Commercial Building Energy
There is a significant divergence between the aggregate commercial buildings sector energy consumption data, derived from utility-reported sales as published in the Annual Energy Review and the Monthly Energy Review, and the energy consumption, as collected in the end-use surveys, Commercial Building Energy Consumption Survey (CBECS). These differences, as well as the occurrence of some implausible changes in energy intensity in adjacent CBECS, inhibit the development of consistent energy intensity time series for subsectors of the commercial sector.
The user should recognize that the energy consumption aggregates in the Annual Energy Review and the Monthly Energy Review pertain to all commercial customers, some of which relate to non-building uses of energy (e.g., water and sanitary service, street lighting, and communications equipment).
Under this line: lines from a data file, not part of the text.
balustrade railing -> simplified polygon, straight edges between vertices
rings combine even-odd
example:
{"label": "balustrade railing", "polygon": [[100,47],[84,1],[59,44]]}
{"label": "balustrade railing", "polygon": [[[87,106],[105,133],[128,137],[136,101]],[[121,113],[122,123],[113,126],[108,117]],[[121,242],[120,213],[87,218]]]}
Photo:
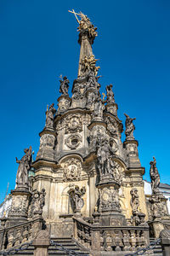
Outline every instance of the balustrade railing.
{"label": "balustrade railing", "polygon": [[98,251],[135,251],[149,244],[145,226],[101,226],[74,219],[74,236],[82,246]]}
{"label": "balustrade railing", "polygon": [[8,249],[31,241],[42,230],[42,218],[37,218],[12,227],[2,227],[0,229],[0,250]]}

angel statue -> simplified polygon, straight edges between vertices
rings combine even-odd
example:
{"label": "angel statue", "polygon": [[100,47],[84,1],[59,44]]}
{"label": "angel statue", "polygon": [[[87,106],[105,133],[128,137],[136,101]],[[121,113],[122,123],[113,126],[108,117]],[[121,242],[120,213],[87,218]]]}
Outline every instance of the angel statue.
{"label": "angel statue", "polygon": [[54,115],[56,112],[56,109],[54,108],[54,103],[49,106],[49,109],[47,108],[46,111],[46,124],[47,128],[54,128]]}
{"label": "angel statue", "polygon": [[159,192],[158,187],[160,184],[160,175],[156,167],[156,158],[153,156],[154,160],[150,162],[150,177],[151,179],[151,189],[152,193],[155,194]]}
{"label": "angel statue", "polygon": [[66,95],[68,96],[68,90],[69,90],[69,79],[67,79],[67,77],[64,77],[62,78],[62,76],[60,76],[60,92],[62,93],[63,95]]}
{"label": "angel statue", "polygon": [[106,91],[107,91],[107,103],[114,103],[115,102],[115,99],[114,99],[114,93],[112,90],[112,84],[107,85],[106,86]]}
{"label": "angel statue", "polygon": [[136,119],[131,119],[128,114],[124,113],[126,116],[126,121],[125,121],[125,126],[126,126],[126,131],[125,131],[125,135],[126,135],[126,139],[134,139],[133,136],[133,131],[135,130],[135,126],[133,124],[133,121],[135,120]]}
{"label": "angel statue", "polygon": [[31,146],[29,148],[25,148],[25,155],[21,160],[16,157],[16,163],[19,164],[17,175],[16,175],[16,188],[20,185],[28,185],[28,170],[31,165]]}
Another issue relates to the reclassification of electricity consumption by utilities between the industrial sector and the commercial sector, as exhibited in their reporting of sales by customer class to EIA.
Based upon a state-by-state analysis of reclassification of sales, commercial electricity consumption in recent years was reduced by about 3% and added to industrial consumption.
The methodology underlying this adjustment was described in a report published in 2007 by D. Belzer of Pacific Northwest National Laboratory. This report discusses non-building use of electricity as well as these reclassifications and is included on the indicators website (PNNL-16820, Estimates of U.S. Commercial Building Electricity Trends: Issues Related to End-Use and Supply Surveys).
Issues Related to Other Explanatory Factors
Although the system of indicators tracks energy intensity over time, it also identifies and isolates other changes that are going on in the economy that have no bearing on the efficiency with which energy is used. These changes are referred to as structural changes. These structural elements give rise to a change in energy use per unit measure of output, but do not reflect improvements in the underlying efficiency of energy use.
For example, the electronics industry may grow much faster than the steel industry over time, and since electronics are substantially less energy intensive than steel, this growth creates the impression that the manufacturing sector is less energy intensive than before.
For the intensity index to better reflect the efficiency of manufacturing energy use, there is a need to normalize the intensity measure so that these differential growth rates are taken into account.
Structural changes occur in each of the energy-using sectors of the economy, but they are quite different from one sector to another. For example, a transportation indicator constructed for that end-use sector will have a different interpretation than one constructed at the subsector level, or one constructed for another end-use sector.
A method of index construction has been chosen so that these structural changes can be aggregated from the bottom up, and integrated into the overall index, whether the index is at the end-use sector level (i.e., freight and passenger transport in the transportation sector) or at the aggregate, economywide level.